Este PSOE anémico crónico no podrá llevar a cabo su programa de recuperación de la socialdemocracia –que no del socialismo real, que a esa ideología hace ya tiempo que renunciaron en sucesivos congresos bizantinos– sin la colaboración de un frente amplio progresista. En eso Sánchez ha hecho análisis objetivo y realista de la situación, se ha mirado al espejo y ha llegado a la conclusión acertada: el PSOE ya no es la gran Casa del Pueblo que daba de comer y de beber al obrero famélico, por mucho que las pantagruélicas comilonas que se vieron el pasado fin de semana en la Feria de Muestras de Valencia –con cientos de delegados socialistas guardando cola religiosamente frente a las paellas gigantes, como en los peores tiempos de la España negra de preguerra–, trataran de demostrar lo contrario. Ximo Puig ha organizado un espectáculo entre político y gastronómico/lúdico (la prensa de la derecha habla, con mala baba, del Oktoberfestdel socialismo) y esa imagen chabacana que ha quedado para la historia no ha gustado ni a Unidas Podemos ni a Esquerra ni a Bildu, los socios trotskistas que como últimos intelectuales de la izquierda de hoy sienten auténtica alergia ante cualquier devaneo folclórico/populista y siempre acuden a sus asambleas con las gafas redondas de montura metálica, el manual de Marx bajo el brazo y el retratito de Lenin en la cartera. Sánchez no necesita de los filósofos rojos y transgresores de la Complutense para renovar la izquierda: saca del armario las momias de Felipe y Zapatero, les quita el polvo, las adecenta un poco, le pone el perejil del feminismo ecologeta a la paella, reparte unos platos de arroz frío entre los compromisarios y marchando una de socialismo de catering.

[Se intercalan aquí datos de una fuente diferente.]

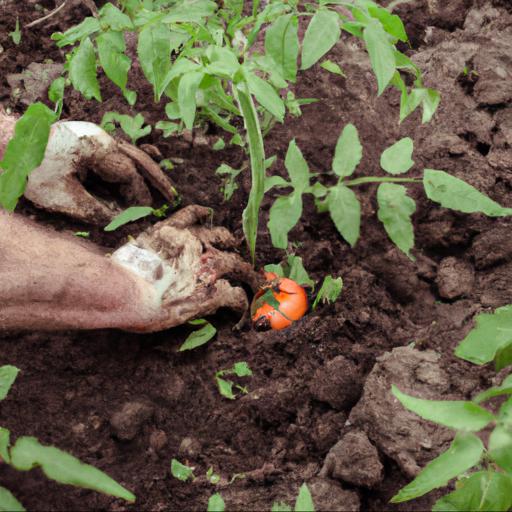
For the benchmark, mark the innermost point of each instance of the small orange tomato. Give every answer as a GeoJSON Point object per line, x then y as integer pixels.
{"type": "Point", "coordinates": [291, 298]}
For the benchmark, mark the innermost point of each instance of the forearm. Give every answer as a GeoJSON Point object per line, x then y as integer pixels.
{"type": "Point", "coordinates": [51, 281]}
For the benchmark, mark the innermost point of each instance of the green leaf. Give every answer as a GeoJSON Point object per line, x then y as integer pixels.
{"type": "Point", "coordinates": [24, 152]}
{"type": "Point", "coordinates": [199, 337]}
{"type": "Point", "coordinates": [154, 52]}
{"type": "Point", "coordinates": [129, 215]}
{"type": "Point", "coordinates": [180, 471]}
{"type": "Point", "coordinates": [456, 414]}
{"type": "Point", "coordinates": [62, 467]}
{"type": "Point", "coordinates": [266, 95]}
{"type": "Point", "coordinates": [8, 503]}
{"type": "Point", "coordinates": [465, 451]}
{"type": "Point", "coordinates": [397, 159]}
{"type": "Point", "coordinates": [114, 18]}
{"type": "Point", "coordinates": [345, 211]}
{"type": "Point", "coordinates": [187, 89]}
{"type": "Point", "coordinates": [4, 446]}
{"type": "Point", "coordinates": [304, 501]}
{"type": "Point", "coordinates": [297, 167]}
{"type": "Point", "coordinates": [348, 152]}
{"type": "Point", "coordinates": [382, 54]}
{"type": "Point", "coordinates": [216, 503]}
{"type": "Point", "coordinates": [492, 332]}
{"type": "Point", "coordinates": [322, 34]}
{"type": "Point", "coordinates": [282, 45]}
{"type": "Point", "coordinates": [395, 211]}
{"type": "Point", "coordinates": [453, 193]}
{"type": "Point", "coordinates": [88, 27]}
{"type": "Point", "coordinates": [329, 291]}
{"type": "Point", "coordinates": [481, 491]}
{"type": "Point", "coordinates": [8, 374]}
{"type": "Point", "coordinates": [284, 215]}
{"type": "Point", "coordinates": [332, 67]}
{"type": "Point", "coordinates": [82, 71]}
{"type": "Point", "coordinates": [115, 63]}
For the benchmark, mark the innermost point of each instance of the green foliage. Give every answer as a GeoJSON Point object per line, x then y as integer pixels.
{"type": "Point", "coordinates": [395, 206]}
{"type": "Point", "coordinates": [199, 337]}
{"type": "Point", "coordinates": [8, 374]}
{"type": "Point", "coordinates": [24, 152]}
{"type": "Point", "coordinates": [226, 386]}
{"type": "Point", "coordinates": [180, 471]}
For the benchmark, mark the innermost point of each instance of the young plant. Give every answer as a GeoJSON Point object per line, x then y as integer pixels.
{"type": "Point", "coordinates": [217, 74]}
{"type": "Point", "coordinates": [28, 453]}
{"type": "Point", "coordinates": [395, 206]}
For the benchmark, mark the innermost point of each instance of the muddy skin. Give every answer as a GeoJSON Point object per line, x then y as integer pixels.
{"type": "Point", "coordinates": [85, 392]}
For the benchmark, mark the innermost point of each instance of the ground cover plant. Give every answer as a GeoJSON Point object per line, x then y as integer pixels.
{"type": "Point", "coordinates": [307, 380]}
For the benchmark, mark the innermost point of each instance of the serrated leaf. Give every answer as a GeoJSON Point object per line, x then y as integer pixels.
{"type": "Point", "coordinates": [62, 467]}
{"type": "Point", "coordinates": [329, 291]}
{"type": "Point", "coordinates": [395, 211]}
{"type": "Point", "coordinates": [322, 34]}
{"type": "Point", "coordinates": [304, 501]}
{"type": "Point", "coordinates": [397, 159]}
{"type": "Point", "coordinates": [284, 215]}
{"type": "Point", "coordinates": [348, 152]}
{"type": "Point", "coordinates": [8, 374]}
{"type": "Point", "coordinates": [24, 152]}
{"type": "Point", "coordinates": [456, 414]}
{"type": "Point", "coordinates": [82, 71]}
{"type": "Point", "coordinates": [129, 215]}
{"type": "Point", "coordinates": [216, 503]}
{"type": "Point", "coordinates": [199, 337]}
{"type": "Point", "coordinates": [465, 452]}
{"type": "Point", "coordinates": [180, 471]}
{"type": "Point", "coordinates": [481, 491]}
{"type": "Point", "coordinates": [345, 211]}
{"type": "Point", "coordinates": [282, 45]}
{"type": "Point", "coordinates": [8, 503]}
{"type": "Point", "coordinates": [453, 193]}
{"type": "Point", "coordinates": [492, 332]}
{"type": "Point", "coordinates": [382, 54]}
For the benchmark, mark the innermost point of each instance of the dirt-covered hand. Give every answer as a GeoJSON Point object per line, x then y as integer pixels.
{"type": "Point", "coordinates": [76, 148]}
{"type": "Point", "coordinates": [184, 261]}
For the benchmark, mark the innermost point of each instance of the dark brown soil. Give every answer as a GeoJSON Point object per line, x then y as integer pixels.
{"type": "Point", "coordinates": [72, 383]}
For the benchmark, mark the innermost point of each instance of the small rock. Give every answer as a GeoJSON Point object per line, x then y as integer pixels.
{"type": "Point", "coordinates": [338, 383]}
{"type": "Point", "coordinates": [328, 496]}
{"type": "Point", "coordinates": [354, 460]}
{"type": "Point", "coordinates": [128, 421]}
{"type": "Point", "coordinates": [455, 278]}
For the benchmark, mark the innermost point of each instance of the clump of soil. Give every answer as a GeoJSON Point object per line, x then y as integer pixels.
{"type": "Point", "coordinates": [129, 403]}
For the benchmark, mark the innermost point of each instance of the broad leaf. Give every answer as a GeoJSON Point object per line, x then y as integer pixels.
{"type": "Point", "coordinates": [8, 374]}
{"type": "Point", "coordinates": [282, 45]}
{"type": "Point", "coordinates": [129, 215]}
{"type": "Point", "coordinates": [24, 152]}
{"type": "Point", "coordinates": [397, 159]}
{"type": "Point", "coordinates": [345, 211]}
{"type": "Point", "coordinates": [481, 491]}
{"type": "Point", "coordinates": [321, 35]}
{"type": "Point", "coordinates": [456, 414]}
{"type": "Point", "coordinates": [395, 211]}
{"type": "Point", "coordinates": [348, 152]}
{"type": "Point", "coordinates": [82, 71]}
{"type": "Point", "coordinates": [199, 337]}
{"type": "Point", "coordinates": [8, 503]}
{"type": "Point", "coordinates": [453, 193]}
{"type": "Point", "coordinates": [382, 54]}
{"type": "Point", "coordinates": [464, 453]}
{"type": "Point", "coordinates": [62, 467]}
{"type": "Point", "coordinates": [492, 332]}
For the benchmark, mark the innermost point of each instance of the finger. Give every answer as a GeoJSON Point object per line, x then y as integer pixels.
{"type": "Point", "coordinates": [150, 170]}
{"type": "Point", "coordinates": [116, 167]}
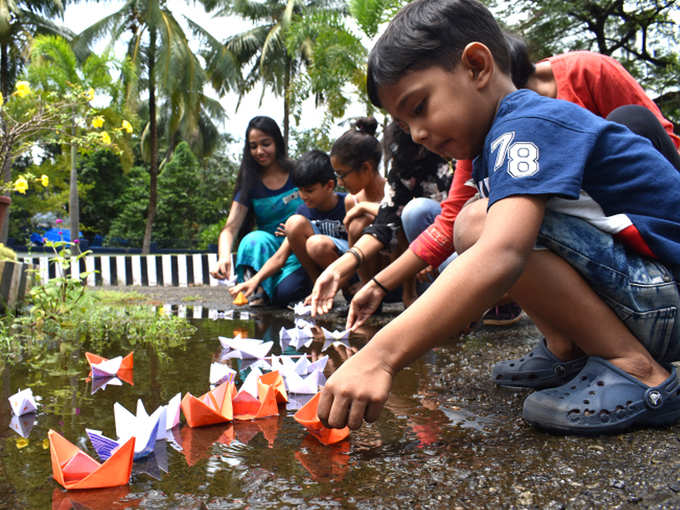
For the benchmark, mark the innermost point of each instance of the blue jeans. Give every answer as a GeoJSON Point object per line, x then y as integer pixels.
{"type": "Point", "coordinates": [642, 292]}
{"type": "Point", "coordinates": [419, 214]}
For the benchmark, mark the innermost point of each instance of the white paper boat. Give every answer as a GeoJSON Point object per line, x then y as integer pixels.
{"type": "Point", "coordinates": [23, 402]}
{"type": "Point", "coordinates": [22, 425]}
{"type": "Point", "coordinates": [244, 348]}
{"type": "Point", "coordinates": [219, 373]}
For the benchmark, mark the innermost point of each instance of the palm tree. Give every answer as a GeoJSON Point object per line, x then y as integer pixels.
{"type": "Point", "coordinates": [20, 21]}
{"type": "Point", "coordinates": [167, 67]}
{"type": "Point", "coordinates": [262, 49]}
{"type": "Point", "coordinates": [54, 67]}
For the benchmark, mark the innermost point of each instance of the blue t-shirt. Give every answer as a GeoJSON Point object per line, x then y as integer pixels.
{"type": "Point", "coordinates": [591, 168]}
{"type": "Point", "coordinates": [271, 206]}
{"type": "Point", "coordinates": [327, 222]}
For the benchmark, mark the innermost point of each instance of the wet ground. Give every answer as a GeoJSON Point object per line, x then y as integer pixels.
{"type": "Point", "coordinates": [448, 438]}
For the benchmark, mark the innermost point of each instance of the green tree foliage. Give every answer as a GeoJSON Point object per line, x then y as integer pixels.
{"type": "Point", "coordinates": [20, 21]}
{"type": "Point", "coordinates": [642, 35]}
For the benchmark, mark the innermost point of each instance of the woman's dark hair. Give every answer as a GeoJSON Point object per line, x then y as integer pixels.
{"type": "Point", "coordinates": [312, 167]}
{"type": "Point", "coordinates": [359, 144]}
{"type": "Point", "coordinates": [407, 158]}
{"type": "Point", "coordinates": [429, 33]}
{"type": "Point", "coordinates": [521, 66]}
{"type": "Point", "coordinates": [249, 172]}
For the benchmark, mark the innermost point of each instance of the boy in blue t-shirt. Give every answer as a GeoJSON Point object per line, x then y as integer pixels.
{"type": "Point", "coordinates": [580, 225]}
{"type": "Point", "coordinates": [316, 232]}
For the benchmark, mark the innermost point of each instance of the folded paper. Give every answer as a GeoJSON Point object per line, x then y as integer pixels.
{"type": "Point", "coordinates": [210, 408]}
{"type": "Point", "coordinates": [307, 417]}
{"type": "Point", "coordinates": [74, 469]}
{"type": "Point", "coordinates": [23, 402]}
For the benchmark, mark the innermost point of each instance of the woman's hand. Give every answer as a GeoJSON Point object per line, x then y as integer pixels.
{"type": "Point", "coordinates": [223, 268]}
{"type": "Point", "coordinates": [363, 305]}
{"type": "Point", "coordinates": [323, 293]}
{"type": "Point", "coordinates": [247, 287]}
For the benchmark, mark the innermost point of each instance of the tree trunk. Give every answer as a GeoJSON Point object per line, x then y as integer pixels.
{"type": "Point", "coordinates": [153, 163]}
{"type": "Point", "coordinates": [73, 206]}
{"type": "Point", "coordinates": [286, 102]}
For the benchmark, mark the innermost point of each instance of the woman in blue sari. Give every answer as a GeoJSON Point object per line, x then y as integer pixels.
{"type": "Point", "coordinates": [264, 191]}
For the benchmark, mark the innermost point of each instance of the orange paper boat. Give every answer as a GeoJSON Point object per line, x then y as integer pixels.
{"type": "Point", "coordinates": [247, 407]}
{"type": "Point", "coordinates": [124, 372]}
{"type": "Point", "coordinates": [274, 379]}
{"type": "Point", "coordinates": [210, 408]}
{"type": "Point", "coordinates": [240, 299]}
{"type": "Point", "coordinates": [306, 416]}
{"type": "Point", "coordinates": [74, 469]}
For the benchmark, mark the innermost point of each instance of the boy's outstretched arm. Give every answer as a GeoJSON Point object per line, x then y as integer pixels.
{"type": "Point", "coordinates": [469, 285]}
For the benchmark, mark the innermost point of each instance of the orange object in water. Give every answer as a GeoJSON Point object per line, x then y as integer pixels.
{"type": "Point", "coordinates": [247, 407]}
{"type": "Point", "coordinates": [74, 469]}
{"type": "Point", "coordinates": [240, 299]}
{"type": "Point", "coordinates": [306, 416]}
{"type": "Point", "coordinates": [124, 371]}
{"type": "Point", "coordinates": [272, 379]}
{"type": "Point", "coordinates": [210, 408]}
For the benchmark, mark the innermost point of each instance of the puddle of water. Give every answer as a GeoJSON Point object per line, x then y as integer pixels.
{"type": "Point", "coordinates": [244, 463]}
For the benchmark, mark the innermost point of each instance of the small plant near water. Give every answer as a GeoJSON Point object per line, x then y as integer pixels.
{"type": "Point", "coordinates": [61, 316]}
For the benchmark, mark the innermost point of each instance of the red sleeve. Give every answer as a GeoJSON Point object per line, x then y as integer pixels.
{"type": "Point", "coordinates": [435, 244]}
{"type": "Point", "coordinates": [601, 84]}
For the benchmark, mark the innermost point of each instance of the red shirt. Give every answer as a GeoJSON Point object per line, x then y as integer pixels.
{"type": "Point", "coordinates": [591, 80]}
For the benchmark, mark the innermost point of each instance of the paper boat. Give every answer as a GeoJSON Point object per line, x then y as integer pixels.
{"type": "Point", "coordinates": [74, 469]}
{"type": "Point", "coordinates": [210, 408]}
{"type": "Point", "coordinates": [247, 407]}
{"type": "Point", "coordinates": [23, 402]}
{"type": "Point", "coordinates": [118, 366]}
{"type": "Point", "coordinates": [244, 348]}
{"type": "Point", "coordinates": [100, 383]}
{"type": "Point", "coordinates": [219, 373]}
{"type": "Point", "coordinates": [22, 425]}
{"type": "Point", "coordinates": [306, 416]}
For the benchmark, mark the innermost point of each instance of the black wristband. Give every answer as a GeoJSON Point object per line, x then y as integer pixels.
{"type": "Point", "coordinates": [384, 289]}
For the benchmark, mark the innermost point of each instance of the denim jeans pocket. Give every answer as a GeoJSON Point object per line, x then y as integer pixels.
{"type": "Point", "coordinates": [654, 328]}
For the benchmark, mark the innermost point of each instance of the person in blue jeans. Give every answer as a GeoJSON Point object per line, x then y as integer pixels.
{"type": "Point", "coordinates": [579, 224]}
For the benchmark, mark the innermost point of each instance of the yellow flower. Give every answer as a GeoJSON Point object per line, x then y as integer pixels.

Pero más allá de que el Congreso haya resultado esperpéntico por lo que ha tenido de romería, parrillada o pícnic populachero, parece que Sánchez ha acertado en varias cosas: la primera en finiquitar las luchas internas y coser las viejas heridas (había tantas que el PSOE parecía un miura abierto en canal tras la suerte de descabello); en vender la idea de que solo recuperando la socialdemocracia se podrá sostener el Estado de bienestar con las conquistas alcanzadas; y en haber logrado quitarle a su traje la etiqueta de sanchista, que la derechona le coloca a todas horas para identificarlo con el viejo felipismo y así erosionarlo mejor. En realidad, es pronto para saber si Sánchez se ha desprendido de cierta parte de poder para regalárselo al aparato del partido, tal como concluye unánimemente la prensa nacional, o si ha sido justo al contrario, es decir, si lejos de acabar con el sanchismo (que sería tanto como acabar consigo mismo, inmolándose políticamente), le ha dado una fuerza renovada a su experimento personalista. Solo el tiempo, y las rencillas enquistadas entre familias socialistas, lo dirán.
Uno, que hace tiempo que dejó de creer en lo que cuenta la prensa de Madrid en manos de caciques y constructores, entiende que Sánchez ha sido muy listo en su maniobra al colocar a sus peones en la Ejecutiva Federal (hasta seis ministros nombrados a dedazo) y dejando alguna silla testimonial para los críticos como Fernández Vara, que el hombre se ha ido tan contento para Extremadura con su carguete y hasta convencido de que ha salido victorioso, integrado y dotado de un importante peso específico en el partido. En eso ha consistido la supuesta renovación de Sánchez: en hacer creer al enemigo que se ha firmado la paz, en plan chiste de Gila. Es que este hombre otra cosa no, pero tiene un instinto depredador de supervivencia que para sí lo quisieran muchos.